Note: Despite this bias, the calibration curve shows prediction markets are actually quite efficient and accurate, except for slight deviations in the tails (extremely low or high prices). The tight alignment between implied and actual probabilities confirms that prediction markets are well-calibrated price discovery mechanisms.
The existence of Longshot Bias raises a question unique to zero-sum markets: if some traders systematically overpay, who captures the surplus value?
Wealth Transfer from Makers to Takers
Decomposing Returns by Role Market microstructure defines two groups based on how participants interact with the order book. Makers provide liquidity by placing limit orders that rest on the book. Takers consume liquidity by executing against existing orders. Decomposing total returns by role reveals a stark asymmetry:


This divergence is most pronounced in the tails. For 1-cent contracts, Takers have a win rate of only 0.43% (implied probability 1%), corresponding to a -57% mispricing. Makers on the same contract have a 1.57% win rate, with a +57% mispricing. At 50 cents, mispricing compresses; Takers show -2.65%, Makers show +2.66%. In 80 out of 99 price levels, Takers exhibit negative excess returns, while Makers exhibit positive returns in the same 80 levels.
The market's overall mispricing is concentrated in specific populations: Takers bear the losses, Makers capture the gains.
Is This Just Spread Compensation?
A plausible objection is: Makers earn the bid-ask spread as compensation for providing liquidity. Their positive returns might simply reflect spread capture, not exploiting biased order flow.
While plausible, two observations suggest otherwise. First, Maker returns depend on the direction they take. If profits were purely spread-based, it shouldn't matter whether a Maker buys YES or NO.
We test this by decomposing Maker performance by position direction:

Makers buying NO outperform those buying YES 59% of the time.
Weighted excess return for Makers buying YES is +0.77%, while for those buying NO it's +1.25%. The difference is 0.47 percentage points. This effect, though minuscule (Cohen's d = 0.02-0.03), is stable.
At minimum, this indicates spread capture is not the full story.
Variation Across Market Categories
If uninformed, irrational demand drives the bias, categories attracting less sophisticated participants should show larger gaps. The data is striking: Finance shows only a 0.17 percentage point gap; the market is remarkably efficient.
At the other end, World Events and Media show gaps exceeding 7 percentage points. Sports, the largest category by volume, exhibits a modest 2.23 percentage point gap. Given $6.1 billion in Taker volume, even this modest gap generates massive wealth transfer.
Why is Finance so efficient? A likely explanation is participant screening; financial questions attract traders who think in probabilities and expected value, not fans betting on their home team. The questions themselves are dry (e.g., "Will the S&P close above 6000?"), filtering out emotional bettors.
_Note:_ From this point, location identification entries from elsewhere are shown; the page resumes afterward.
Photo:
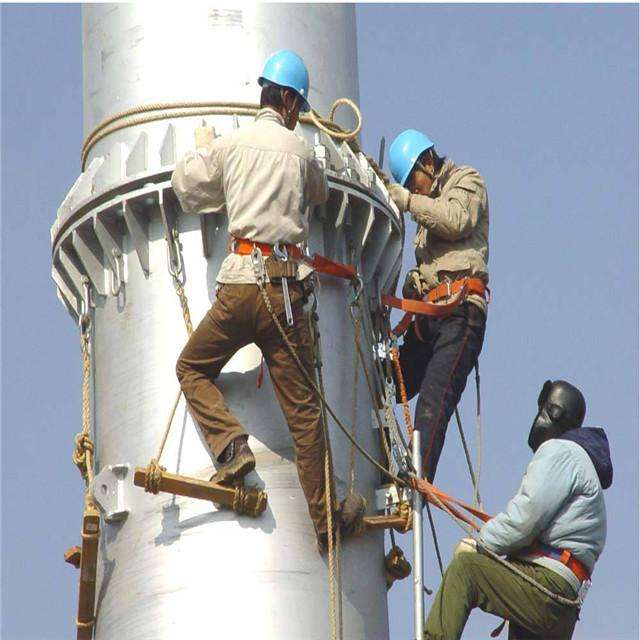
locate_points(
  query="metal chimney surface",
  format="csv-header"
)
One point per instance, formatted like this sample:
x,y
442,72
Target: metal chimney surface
x,y
172,567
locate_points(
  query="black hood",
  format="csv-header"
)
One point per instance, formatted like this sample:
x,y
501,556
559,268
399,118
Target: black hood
x,y
594,441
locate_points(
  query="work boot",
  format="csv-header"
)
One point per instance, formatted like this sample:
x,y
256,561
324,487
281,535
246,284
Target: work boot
x,y
349,518
352,512
234,462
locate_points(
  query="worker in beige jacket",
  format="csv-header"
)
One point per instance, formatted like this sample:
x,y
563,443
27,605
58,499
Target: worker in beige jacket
x,y
450,206
265,177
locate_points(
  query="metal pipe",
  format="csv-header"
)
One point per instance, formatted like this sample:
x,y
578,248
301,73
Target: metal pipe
x,y
418,578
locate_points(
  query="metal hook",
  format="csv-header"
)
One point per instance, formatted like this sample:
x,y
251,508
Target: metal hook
x,y
280,251
116,277
176,269
359,288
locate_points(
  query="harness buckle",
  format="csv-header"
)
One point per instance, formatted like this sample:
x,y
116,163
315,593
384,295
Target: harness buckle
x,y
280,251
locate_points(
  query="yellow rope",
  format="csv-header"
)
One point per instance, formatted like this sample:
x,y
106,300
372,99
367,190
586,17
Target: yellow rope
x,y
143,114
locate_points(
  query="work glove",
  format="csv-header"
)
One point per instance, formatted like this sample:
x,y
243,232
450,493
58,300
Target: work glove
x,y
466,545
204,136
400,196
412,288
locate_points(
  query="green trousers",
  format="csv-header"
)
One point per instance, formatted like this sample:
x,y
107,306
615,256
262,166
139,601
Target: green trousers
x,y
474,580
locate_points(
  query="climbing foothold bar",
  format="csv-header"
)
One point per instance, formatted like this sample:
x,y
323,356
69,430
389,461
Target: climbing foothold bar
x,y
249,501
88,567
72,556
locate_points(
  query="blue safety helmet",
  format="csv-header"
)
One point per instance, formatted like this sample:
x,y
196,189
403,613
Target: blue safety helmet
x,y
286,68
405,151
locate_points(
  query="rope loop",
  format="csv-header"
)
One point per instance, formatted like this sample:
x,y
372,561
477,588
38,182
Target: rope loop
x,y
331,127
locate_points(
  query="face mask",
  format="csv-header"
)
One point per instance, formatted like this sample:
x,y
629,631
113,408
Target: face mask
x,y
561,407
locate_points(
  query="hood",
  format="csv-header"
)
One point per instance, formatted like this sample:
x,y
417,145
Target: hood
x,y
594,441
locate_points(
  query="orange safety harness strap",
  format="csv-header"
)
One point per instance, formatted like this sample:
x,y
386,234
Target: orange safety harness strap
x,y
428,307
436,496
322,264
561,555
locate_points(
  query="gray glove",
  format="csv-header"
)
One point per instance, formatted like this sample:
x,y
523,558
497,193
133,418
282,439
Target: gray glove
x,y
412,288
400,196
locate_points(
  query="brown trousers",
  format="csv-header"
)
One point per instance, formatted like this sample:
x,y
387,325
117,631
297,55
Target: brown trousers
x,y
239,317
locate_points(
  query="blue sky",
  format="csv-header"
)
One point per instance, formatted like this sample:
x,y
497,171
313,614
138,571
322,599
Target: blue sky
x,y
541,99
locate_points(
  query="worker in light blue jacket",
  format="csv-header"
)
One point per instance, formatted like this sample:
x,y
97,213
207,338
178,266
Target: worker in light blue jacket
x,y
553,530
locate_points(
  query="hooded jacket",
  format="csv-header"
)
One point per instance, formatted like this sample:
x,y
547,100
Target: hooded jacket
x,y
559,503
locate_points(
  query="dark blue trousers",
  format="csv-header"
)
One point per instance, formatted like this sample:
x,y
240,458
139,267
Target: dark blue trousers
x,y
436,368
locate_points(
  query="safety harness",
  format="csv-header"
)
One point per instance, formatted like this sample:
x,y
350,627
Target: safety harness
x,y
430,305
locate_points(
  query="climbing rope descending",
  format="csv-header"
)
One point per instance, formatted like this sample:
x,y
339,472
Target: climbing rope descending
x,y
154,469
478,438
84,447
474,481
334,569
85,557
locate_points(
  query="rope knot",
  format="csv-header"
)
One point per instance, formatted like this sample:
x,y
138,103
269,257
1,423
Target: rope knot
x,y
83,445
153,476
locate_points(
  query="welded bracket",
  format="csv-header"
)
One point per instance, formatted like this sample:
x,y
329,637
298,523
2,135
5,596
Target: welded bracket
x,y
388,496
110,490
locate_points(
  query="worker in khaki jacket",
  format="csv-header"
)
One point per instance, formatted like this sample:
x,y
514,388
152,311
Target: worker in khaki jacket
x,y
450,206
266,178
553,531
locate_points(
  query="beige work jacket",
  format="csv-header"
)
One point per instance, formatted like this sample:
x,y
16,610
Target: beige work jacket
x,y
453,229
265,177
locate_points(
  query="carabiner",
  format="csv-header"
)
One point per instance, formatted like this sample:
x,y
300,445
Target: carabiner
x,y
176,269
116,276
84,319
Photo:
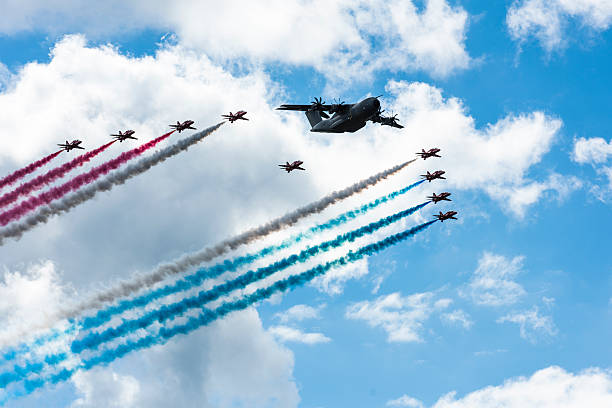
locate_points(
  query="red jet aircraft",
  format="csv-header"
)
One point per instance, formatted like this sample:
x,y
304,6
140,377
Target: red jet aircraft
x,y
432,176
232,117
179,127
123,136
437,198
446,216
68,146
430,153
292,166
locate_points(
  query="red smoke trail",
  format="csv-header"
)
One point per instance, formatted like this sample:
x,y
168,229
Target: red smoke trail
x,y
13,177
57,192
50,176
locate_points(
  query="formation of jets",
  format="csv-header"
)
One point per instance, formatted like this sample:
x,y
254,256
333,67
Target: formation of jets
x,y
345,117
125,135
232,117
179,127
68,146
292,166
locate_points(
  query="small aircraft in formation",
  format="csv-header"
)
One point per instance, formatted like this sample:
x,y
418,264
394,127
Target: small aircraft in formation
x,y
68,146
435,175
345,117
125,135
179,127
288,167
232,117
446,216
429,153
441,197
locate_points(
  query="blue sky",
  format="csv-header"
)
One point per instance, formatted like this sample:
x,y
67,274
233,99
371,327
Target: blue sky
x,y
531,245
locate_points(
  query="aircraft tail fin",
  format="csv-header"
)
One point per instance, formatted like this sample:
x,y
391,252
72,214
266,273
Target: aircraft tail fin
x,y
314,117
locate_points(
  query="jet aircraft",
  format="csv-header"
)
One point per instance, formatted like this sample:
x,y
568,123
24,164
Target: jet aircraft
x,y
123,136
446,216
429,153
292,166
345,118
232,117
179,127
441,197
432,176
75,144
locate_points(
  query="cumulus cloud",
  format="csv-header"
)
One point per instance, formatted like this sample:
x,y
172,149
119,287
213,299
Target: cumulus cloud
x,y
532,324
492,283
458,318
343,40
546,20
552,387
291,334
400,317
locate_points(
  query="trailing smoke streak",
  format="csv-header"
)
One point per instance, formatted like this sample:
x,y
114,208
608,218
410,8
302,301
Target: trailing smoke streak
x,y
51,175
77,182
104,315
30,168
209,316
186,262
86,193
172,310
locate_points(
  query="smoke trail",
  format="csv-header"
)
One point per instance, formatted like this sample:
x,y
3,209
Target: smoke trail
x,y
170,311
126,288
104,315
84,194
51,175
16,175
208,316
77,182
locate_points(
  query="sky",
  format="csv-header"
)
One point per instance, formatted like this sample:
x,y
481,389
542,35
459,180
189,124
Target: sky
x,y
509,306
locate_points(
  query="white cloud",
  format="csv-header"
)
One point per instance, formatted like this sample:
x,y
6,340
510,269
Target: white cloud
x,y
458,317
103,388
291,334
298,313
594,150
546,19
532,324
552,387
401,317
405,401
492,283
341,39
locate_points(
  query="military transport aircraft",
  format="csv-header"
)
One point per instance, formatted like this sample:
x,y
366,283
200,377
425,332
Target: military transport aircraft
x,y
232,117
432,176
345,118
179,127
446,216
75,144
430,153
437,198
123,136
292,166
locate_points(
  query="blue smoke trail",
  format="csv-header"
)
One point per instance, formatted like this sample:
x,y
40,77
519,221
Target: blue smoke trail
x,y
208,316
165,312
105,315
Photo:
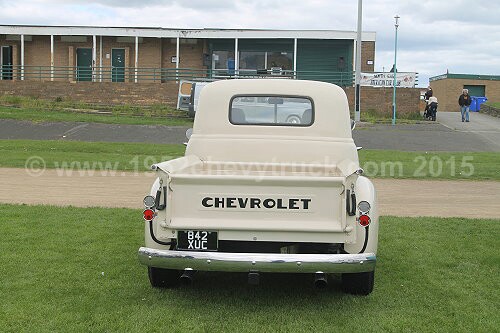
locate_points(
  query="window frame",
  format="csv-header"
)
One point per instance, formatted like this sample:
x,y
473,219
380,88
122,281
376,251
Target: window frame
x,y
313,118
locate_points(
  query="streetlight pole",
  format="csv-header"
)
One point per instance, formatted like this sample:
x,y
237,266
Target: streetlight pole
x,y
357,92
396,25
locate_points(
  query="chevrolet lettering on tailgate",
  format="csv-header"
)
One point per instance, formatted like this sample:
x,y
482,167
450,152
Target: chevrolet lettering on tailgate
x,y
255,203
250,195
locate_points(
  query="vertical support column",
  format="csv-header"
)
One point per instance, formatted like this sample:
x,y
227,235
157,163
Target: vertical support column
x,y
100,58
51,57
177,51
22,57
136,61
94,57
236,58
295,58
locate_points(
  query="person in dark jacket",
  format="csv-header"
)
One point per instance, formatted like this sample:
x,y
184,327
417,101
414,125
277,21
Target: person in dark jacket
x,y
427,95
464,101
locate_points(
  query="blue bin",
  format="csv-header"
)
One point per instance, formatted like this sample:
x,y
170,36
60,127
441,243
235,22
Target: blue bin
x,y
480,100
473,104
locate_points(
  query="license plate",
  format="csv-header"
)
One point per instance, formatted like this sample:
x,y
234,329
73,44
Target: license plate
x,y
197,240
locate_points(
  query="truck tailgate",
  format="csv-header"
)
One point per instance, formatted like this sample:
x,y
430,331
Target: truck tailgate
x,y
269,203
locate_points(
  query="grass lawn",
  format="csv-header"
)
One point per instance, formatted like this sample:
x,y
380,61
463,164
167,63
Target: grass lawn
x,y
139,156
76,269
430,165
74,154
56,115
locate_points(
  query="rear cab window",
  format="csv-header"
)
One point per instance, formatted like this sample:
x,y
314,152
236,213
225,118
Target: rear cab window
x,y
271,110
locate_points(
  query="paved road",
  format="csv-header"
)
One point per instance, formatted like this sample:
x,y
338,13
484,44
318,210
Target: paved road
x,y
396,197
481,134
15,129
485,127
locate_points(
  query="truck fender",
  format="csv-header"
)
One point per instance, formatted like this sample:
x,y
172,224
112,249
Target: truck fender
x,y
365,191
147,235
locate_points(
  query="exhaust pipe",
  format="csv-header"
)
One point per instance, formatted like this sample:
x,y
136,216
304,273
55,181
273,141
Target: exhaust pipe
x,y
187,276
253,278
320,280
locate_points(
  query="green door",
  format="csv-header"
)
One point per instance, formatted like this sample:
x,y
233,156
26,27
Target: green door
x,y
83,64
6,64
325,60
118,65
475,90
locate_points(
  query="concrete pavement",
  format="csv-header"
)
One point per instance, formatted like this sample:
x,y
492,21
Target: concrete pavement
x,y
447,134
485,127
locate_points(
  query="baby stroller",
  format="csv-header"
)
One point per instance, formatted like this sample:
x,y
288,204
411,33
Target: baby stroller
x,y
431,109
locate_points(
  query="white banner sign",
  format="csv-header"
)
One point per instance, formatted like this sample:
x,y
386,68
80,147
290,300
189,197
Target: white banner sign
x,y
403,80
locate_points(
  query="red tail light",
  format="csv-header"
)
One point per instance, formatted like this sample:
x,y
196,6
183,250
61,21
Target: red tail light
x,y
148,214
364,220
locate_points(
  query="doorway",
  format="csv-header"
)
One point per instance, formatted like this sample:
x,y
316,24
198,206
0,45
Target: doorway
x,y
6,63
84,64
118,65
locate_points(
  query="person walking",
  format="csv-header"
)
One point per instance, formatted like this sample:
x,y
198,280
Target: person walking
x,y
464,101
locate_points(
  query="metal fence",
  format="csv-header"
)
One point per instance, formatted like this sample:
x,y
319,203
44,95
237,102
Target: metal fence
x,y
150,74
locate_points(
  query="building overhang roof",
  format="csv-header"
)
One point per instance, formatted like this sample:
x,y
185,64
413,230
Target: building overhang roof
x,y
181,33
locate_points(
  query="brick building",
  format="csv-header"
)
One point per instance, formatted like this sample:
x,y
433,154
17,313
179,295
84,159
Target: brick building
x,y
85,63
448,87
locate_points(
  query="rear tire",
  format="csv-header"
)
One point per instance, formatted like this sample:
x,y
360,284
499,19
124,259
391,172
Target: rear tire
x,y
163,278
358,283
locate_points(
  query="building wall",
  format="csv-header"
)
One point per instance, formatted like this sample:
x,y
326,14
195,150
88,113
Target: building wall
x,y
379,99
447,91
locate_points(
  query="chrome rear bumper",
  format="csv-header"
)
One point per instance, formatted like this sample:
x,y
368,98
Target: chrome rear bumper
x,y
261,262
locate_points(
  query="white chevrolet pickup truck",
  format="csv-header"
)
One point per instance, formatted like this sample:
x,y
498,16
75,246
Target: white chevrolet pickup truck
x,y
270,182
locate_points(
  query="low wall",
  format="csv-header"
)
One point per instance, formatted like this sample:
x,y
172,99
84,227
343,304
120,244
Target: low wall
x,y
379,99
95,92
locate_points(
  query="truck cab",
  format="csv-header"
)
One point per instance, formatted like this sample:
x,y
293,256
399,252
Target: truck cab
x,y
270,182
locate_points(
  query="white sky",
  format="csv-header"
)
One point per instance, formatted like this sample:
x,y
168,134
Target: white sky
x,y
434,36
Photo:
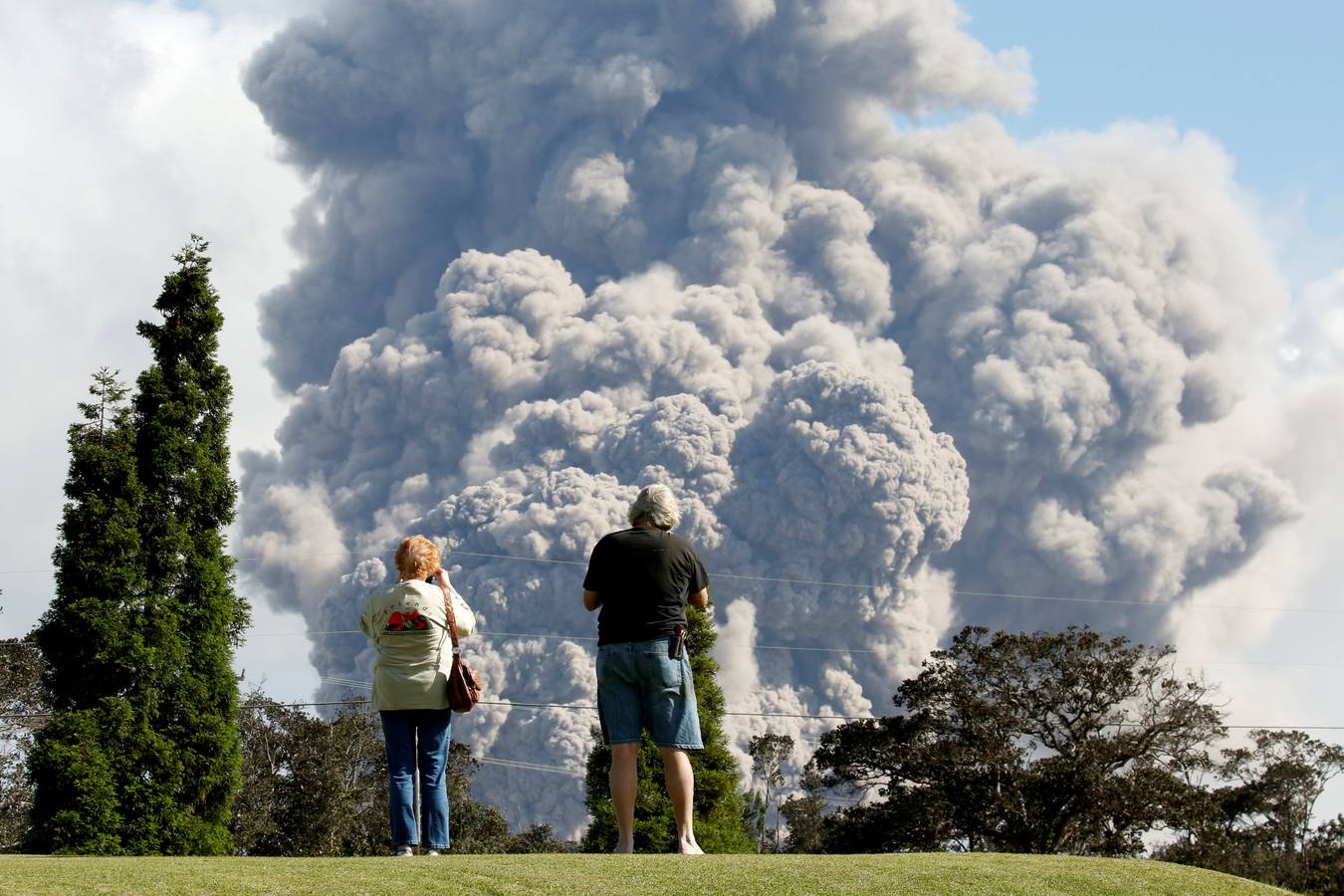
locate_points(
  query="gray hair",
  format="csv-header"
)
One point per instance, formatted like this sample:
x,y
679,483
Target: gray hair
x,y
657,506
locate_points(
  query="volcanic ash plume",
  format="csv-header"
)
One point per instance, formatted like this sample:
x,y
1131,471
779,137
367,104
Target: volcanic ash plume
x,y
556,251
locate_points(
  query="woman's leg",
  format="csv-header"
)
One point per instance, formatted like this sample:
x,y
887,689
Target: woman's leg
x,y
434,727
399,737
680,784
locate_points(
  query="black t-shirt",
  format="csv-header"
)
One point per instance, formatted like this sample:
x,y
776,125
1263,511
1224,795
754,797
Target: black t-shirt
x,y
642,577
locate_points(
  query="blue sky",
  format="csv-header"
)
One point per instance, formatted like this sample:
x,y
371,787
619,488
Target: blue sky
x,y
1262,80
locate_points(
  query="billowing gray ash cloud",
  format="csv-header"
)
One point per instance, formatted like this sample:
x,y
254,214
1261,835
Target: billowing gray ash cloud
x,y
560,250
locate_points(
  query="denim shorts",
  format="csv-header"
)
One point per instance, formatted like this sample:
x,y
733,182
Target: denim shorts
x,y
638,685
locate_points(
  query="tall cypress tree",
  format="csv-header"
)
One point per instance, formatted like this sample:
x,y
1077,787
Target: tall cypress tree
x,y
142,754
719,826
191,618
89,635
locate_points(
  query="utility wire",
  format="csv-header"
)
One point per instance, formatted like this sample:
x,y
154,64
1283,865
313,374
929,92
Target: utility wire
x,y
852,585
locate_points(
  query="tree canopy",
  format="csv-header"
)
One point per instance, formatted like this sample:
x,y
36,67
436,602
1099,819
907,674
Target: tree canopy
x,y
1048,742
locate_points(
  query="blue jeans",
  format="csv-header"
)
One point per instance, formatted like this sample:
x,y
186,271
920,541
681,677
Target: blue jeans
x,y
417,737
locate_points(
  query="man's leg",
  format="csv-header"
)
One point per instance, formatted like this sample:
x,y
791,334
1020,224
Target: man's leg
x,y
680,784
624,784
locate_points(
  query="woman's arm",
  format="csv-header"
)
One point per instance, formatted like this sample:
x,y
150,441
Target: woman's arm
x,y
463,614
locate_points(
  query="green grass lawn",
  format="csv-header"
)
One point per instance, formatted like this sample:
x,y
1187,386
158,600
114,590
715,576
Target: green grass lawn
x,y
899,873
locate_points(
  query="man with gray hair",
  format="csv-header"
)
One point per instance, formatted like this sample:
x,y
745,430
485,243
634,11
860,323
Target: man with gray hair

Evolution of Takers and Makers
The Maker-Taker gap is not an inherent feature of the market; it emerged as the platform grew. In Kalshi's early days, the pattern was reversed: Takers earned positive excess returns, while Makers lost.
From launch through 2023, Taker returns averaged +2.0%, while Makers were at -2.0%. With no sophisticated counterparty, Takers won; amateur Makers defined the early phase and became the losers.
This reversed in Q2 2024, with the gap widening sharply after the 2024 election.
The inflection point coincided with two events: Kalshi's legal victory against the CFTC in October 2024 to list political contracts, and the subsequent 2024 election cycle. Volume surged from $30 million in Q3 2024 to $820 million in Q4. The new liquidity attracted sophisticated market makers, and with them came value extraction from Taker flow.
Pre-election, the average gap was -2.9 pp (Takers win); post-election, it flipped to +2.5 pp (Makers win).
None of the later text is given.